La dure réalité des ambitions de Tesla en matière de Robotaxi

Tesla se trouve à un tournant critique. Alors que l’entreprise s’apprête à lancer la production en masse de son Cybertruck dès juin, des preuves croissantes suggèrent que de mauvaises nouvelles se préparent sous la surface de ses ambitions en véhicules autonomes. Des données récentes révèlent que la flotte de robotaxis de Tesla à Austin, Texas, a connu 14 accidents depuis son lancement en juin dernier — un taux qui met en évidence de manière frappante les défis fondamentaux en matière de sécurité liés à la technologie de l’entreprise.

Signaux de performance de sécurité révélant de profonds défis techniques

Les statistiques d’accidents dressent un tableau inquiétant. Les robotaxis de Tesla sont impliqués dans une collision environ tous les 57 000 miles parcourus. En comparaison, les conducteurs américains ont en moyenne un accident tous les 229 000 miles, selon les propres données de sécurité de Tesla. Les registres de la Federal Highway Traffic Safety Administration indiquent que les collisions signalées par la police se produisent une fois tous les 500 000 miles. Cela signifie que les robotaxis de Tesla ont un taux d’accidents environ quatre à huit fois supérieur à celui des conducteurs humains — un signal d’alarme majeur.

Ce qui rend ces mauvaises nouvelles encore plus alarmantes, c’est la nature des opérations de Tesla. Malgré la commercialisation de ces véhicules comme autonomes, tous les accidents de la flotte impliquaient un monitor de sécurité humain assis dans le véhicule. Plus révélateur encore : les opérations de Tesla à San Francisco sont restées fonctionnelles lors d’une récente panne d’électricité précisément parce que l’entreprise déploie des opérateurs humains à distance pour assister les véhicules en temps réel. Il ne s’agit pas d’une supériorité technologique — c’est une dépendance opérationnelle à l’intervention humaine, à la fois dans le véhicule et à distance pour coordonner les mouvements.

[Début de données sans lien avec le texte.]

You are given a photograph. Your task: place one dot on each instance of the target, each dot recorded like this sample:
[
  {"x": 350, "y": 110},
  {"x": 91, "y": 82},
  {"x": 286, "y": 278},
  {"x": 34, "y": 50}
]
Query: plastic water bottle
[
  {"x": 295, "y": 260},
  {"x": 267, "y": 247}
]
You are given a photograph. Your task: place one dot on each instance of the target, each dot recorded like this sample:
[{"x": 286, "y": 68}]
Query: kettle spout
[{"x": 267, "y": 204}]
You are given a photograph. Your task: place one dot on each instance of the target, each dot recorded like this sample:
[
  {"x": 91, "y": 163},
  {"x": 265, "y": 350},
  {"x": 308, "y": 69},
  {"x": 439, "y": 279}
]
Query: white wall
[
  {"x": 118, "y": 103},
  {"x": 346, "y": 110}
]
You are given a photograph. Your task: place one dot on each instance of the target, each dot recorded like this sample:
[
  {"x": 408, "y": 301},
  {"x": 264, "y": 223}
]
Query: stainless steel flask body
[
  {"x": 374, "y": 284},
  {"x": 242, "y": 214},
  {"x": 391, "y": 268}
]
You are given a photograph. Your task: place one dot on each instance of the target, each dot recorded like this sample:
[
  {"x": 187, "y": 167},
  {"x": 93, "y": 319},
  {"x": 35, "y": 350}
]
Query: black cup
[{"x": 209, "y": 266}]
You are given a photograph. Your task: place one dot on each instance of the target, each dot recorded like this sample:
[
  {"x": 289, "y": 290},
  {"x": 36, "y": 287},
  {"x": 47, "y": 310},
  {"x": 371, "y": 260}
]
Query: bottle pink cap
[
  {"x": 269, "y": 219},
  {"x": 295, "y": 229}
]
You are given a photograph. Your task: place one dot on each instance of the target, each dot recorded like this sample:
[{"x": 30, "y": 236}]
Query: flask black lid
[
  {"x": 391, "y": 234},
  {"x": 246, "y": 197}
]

Conflits réglementaires et accusations de tromperie

Tesla fait face à une friction réglementaire croissante en Californie, où une grande partie de ses tests de robotaxis ont lieu. L’entreprise a déposé une demande auprès de la California Public Utilities Commission, affirmant que ses véhicules opèrent en dehors des réglementations traditionnelles sur les véhicules autonomes — admettant ainsi que sa flotte actuelle ne peut pas être considérée comme entièrement autonome selon la loi de l’État.

Par ailleurs, des concurrents comme Waymo répliquent vigoureusement. Waymo a proposé des restrictions sur le langage marketing de Tesla, interdisant notamment l’utilisation des termes « sans conducteur », « conduite autonome » et « robotaxi » dans l’État. Cette bataille a pris de l’ampleur après qu’une décision de décembre en Californie a jugé que l’utilisation par Tesla des termes « autopilot » et « conduite entièrement autonome » violait les lois sur la publicité mensongère. Les mauvaises nouvelles s’accumulent alors que les affirmations de Tesla font face à des défis juridiques.

Le risque croissant de valorisation boursière

Voici le problème crucial pour les investisseurs. Le secteur principal de Tesla, celui des véhicules électriques, a connu une contraction l’année dernière, avec une baisse des ventes et une réduction des marges opérationnelles. Pourtant, l’action affiche un ratio cours/bénéfice prévu de 199 fois les estimations des analystes pour 2026 — une valorisation exceptionnellement élevée, justifiée presque entièrement par l’espoir de succès des robotaxis.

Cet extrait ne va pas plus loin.